Lifestyle & Belief

Olympics fans told not to tweet, text during events


LONDON, ENGLAND - JUNE 27: A giant set of Olympic rings are displayed from Tower Bridge on June 27, 2012 in London, England. The rings weigh over three tonnes and measure over 25 metres wide by 11.5 metres tall; they will be illuminated in a light-show every evening during the Games. (Photo by Oli Scarff/Getty Images)


Oli Scarff

London Olympics fans were told by Games bosses to avoid non-urgent texting and tweeting because an overloaded network was affecting TV coverage.

Broadcasters complained that they were unable to determine the distance between cyclists during Saturday's road races because GPS and communications systems had failed, according to CNN.

Commentator Chris Boardman resorted to using his own watch to estimate timing in the race, said The Guardian.

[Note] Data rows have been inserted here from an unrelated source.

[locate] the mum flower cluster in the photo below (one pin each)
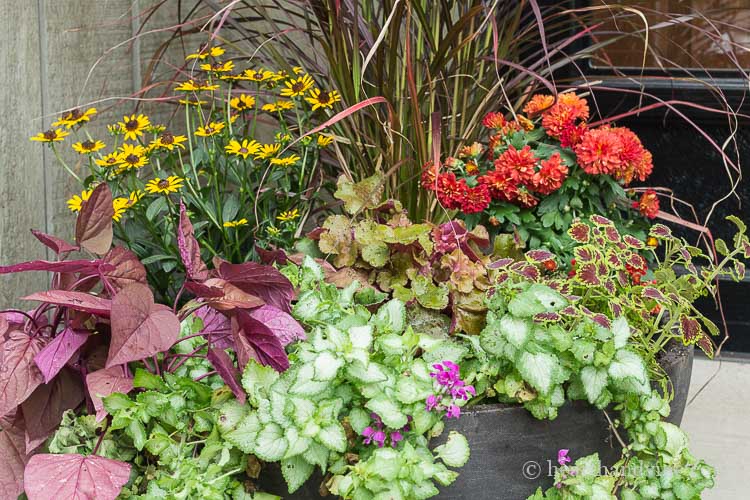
(449, 388)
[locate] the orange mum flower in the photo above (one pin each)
(538, 103)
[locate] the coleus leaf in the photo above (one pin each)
(227, 371)
(57, 245)
(140, 328)
(63, 266)
(19, 376)
(102, 383)
(58, 352)
(254, 340)
(262, 281)
(53, 477)
(94, 224)
(48, 402)
(190, 251)
(121, 268)
(74, 300)
(12, 457)
(283, 325)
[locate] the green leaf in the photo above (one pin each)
(296, 471)
(391, 317)
(455, 451)
(327, 366)
(388, 410)
(361, 195)
(271, 444)
(538, 369)
(594, 381)
(333, 437)
(147, 380)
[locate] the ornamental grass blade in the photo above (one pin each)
(140, 328)
(54, 477)
(102, 383)
(190, 251)
(58, 352)
(94, 224)
(74, 300)
(19, 375)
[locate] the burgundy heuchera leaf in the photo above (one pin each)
(57, 245)
(254, 340)
(280, 323)
(265, 282)
(75, 300)
(140, 328)
(122, 268)
(19, 376)
(228, 372)
(53, 357)
(57, 477)
(190, 251)
(102, 383)
(94, 224)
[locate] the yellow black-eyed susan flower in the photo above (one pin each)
(109, 160)
(288, 215)
(287, 161)
(212, 128)
(171, 184)
(133, 126)
(243, 102)
(52, 135)
(267, 151)
(74, 117)
(243, 149)
(322, 98)
(324, 140)
(206, 52)
(169, 141)
(236, 223)
(257, 75)
(89, 146)
(76, 201)
(297, 86)
(132, 156)
(218, 67)
(195, 86)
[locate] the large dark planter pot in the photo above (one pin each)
(513, 453)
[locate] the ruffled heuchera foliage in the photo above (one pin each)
(99, 317)
(541, 169)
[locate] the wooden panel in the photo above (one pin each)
(78, 34)
(21, 163)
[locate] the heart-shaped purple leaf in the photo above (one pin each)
(54, 477)
(53, 357)
(102, 383)
(140, 328)
(94, 224)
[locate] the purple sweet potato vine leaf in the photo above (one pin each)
(140, 328)
(53, 357)
(55, 477)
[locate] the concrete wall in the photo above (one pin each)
(58, 54)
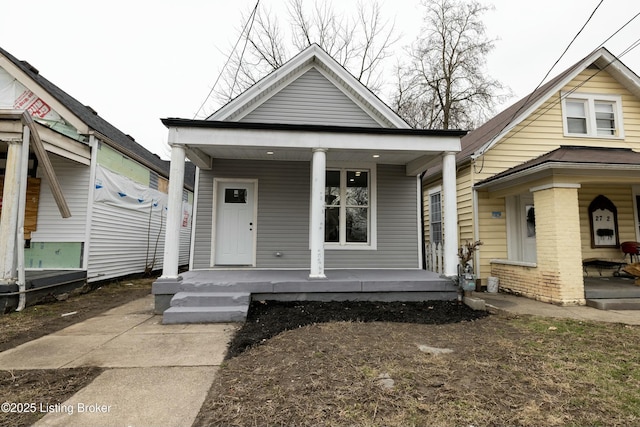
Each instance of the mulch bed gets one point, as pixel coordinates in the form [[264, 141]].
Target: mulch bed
[[267, 319]]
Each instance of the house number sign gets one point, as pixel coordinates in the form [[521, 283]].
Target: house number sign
[[603, 221]]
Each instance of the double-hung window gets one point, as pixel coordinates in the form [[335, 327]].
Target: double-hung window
[[348, 207], [592, 115]]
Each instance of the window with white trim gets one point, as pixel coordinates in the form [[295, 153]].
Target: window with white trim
[[592, 115], [347, 207], [435, 217]]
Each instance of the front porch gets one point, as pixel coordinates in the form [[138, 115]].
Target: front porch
[[218, 295], [612, 293]]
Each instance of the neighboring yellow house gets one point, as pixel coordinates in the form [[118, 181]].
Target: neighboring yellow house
[[550, 182]]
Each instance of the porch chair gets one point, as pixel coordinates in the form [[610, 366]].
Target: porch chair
[[632, 249]]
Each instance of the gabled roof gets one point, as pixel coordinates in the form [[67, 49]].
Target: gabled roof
[[477, 142], [86, 114], [313, 56]]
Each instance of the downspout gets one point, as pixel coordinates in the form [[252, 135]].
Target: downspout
[[476, 226], [93, 144], [24, 174], [422, 227], [194, 210]]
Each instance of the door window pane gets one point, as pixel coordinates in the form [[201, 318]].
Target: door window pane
[[357, 188], [357, 224], [235, 195]]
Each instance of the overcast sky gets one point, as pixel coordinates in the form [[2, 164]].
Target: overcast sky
[[135, 61]]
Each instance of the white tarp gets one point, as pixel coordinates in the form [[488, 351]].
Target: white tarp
[[118, 190]]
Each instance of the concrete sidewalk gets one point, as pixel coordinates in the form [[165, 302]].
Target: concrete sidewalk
[[521, 305], [157, 374]]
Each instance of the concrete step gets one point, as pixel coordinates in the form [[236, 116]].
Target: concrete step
[[210, 299], [175, 315], [615, 303]]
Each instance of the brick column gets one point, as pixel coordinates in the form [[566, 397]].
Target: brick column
[[559, 248]]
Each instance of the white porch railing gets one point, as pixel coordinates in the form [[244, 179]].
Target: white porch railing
[[433, 255]]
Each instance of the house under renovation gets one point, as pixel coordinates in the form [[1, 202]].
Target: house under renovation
[[80, 200]]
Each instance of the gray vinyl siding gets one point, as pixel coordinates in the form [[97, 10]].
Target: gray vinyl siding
[[283, 217], [74, 180], [312, 100]]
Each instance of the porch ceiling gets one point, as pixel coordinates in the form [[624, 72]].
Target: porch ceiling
[[205, 140]]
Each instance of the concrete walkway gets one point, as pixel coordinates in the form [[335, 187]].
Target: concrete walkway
[[521, 305], [158, 375]]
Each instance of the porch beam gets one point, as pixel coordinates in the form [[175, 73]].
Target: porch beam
[[199, 158], [9, 217], [174, 213], [279, 138], [450, 214], [316, 220]]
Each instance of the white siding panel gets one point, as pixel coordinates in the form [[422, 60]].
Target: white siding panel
[[185, 236], [74, 180], [123, 242], [311, 99]]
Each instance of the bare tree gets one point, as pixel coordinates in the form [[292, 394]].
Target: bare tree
[[360, 44], [444, 84]]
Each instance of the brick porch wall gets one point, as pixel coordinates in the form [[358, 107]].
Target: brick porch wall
[[557, 276]]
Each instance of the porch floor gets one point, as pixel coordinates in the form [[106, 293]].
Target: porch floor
[[296, 281], [610, 288], [224, 295], [612, 293]]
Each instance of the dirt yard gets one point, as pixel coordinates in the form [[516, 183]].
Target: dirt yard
[[448, 366]]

 International Olympic Committee spokesman Mark Adams said it was a network issue, caused by hundreds of thousands of fans lining the streets of London to cheer their team on, sending messages, reported Reuters. He urged people to limit and spread out their use of Twitter and text messages.

More from GlobalPost: 2012 London Olympics coverage

"Of course, if you want to send something, we are not going to say 'don't, you can't do it', and we would certainly never prevent people," Adams told Reuters. "It's just, if it's not an urgent, urgent one, please kind of take it easy. We don't want people to stop engaging in social media but we are asking to see if people can send by other means."

CNN also said the IOC reported that the issue was resolved by the time the women's cycling road race started Sunday and did not affect the outcome of the race Saturday.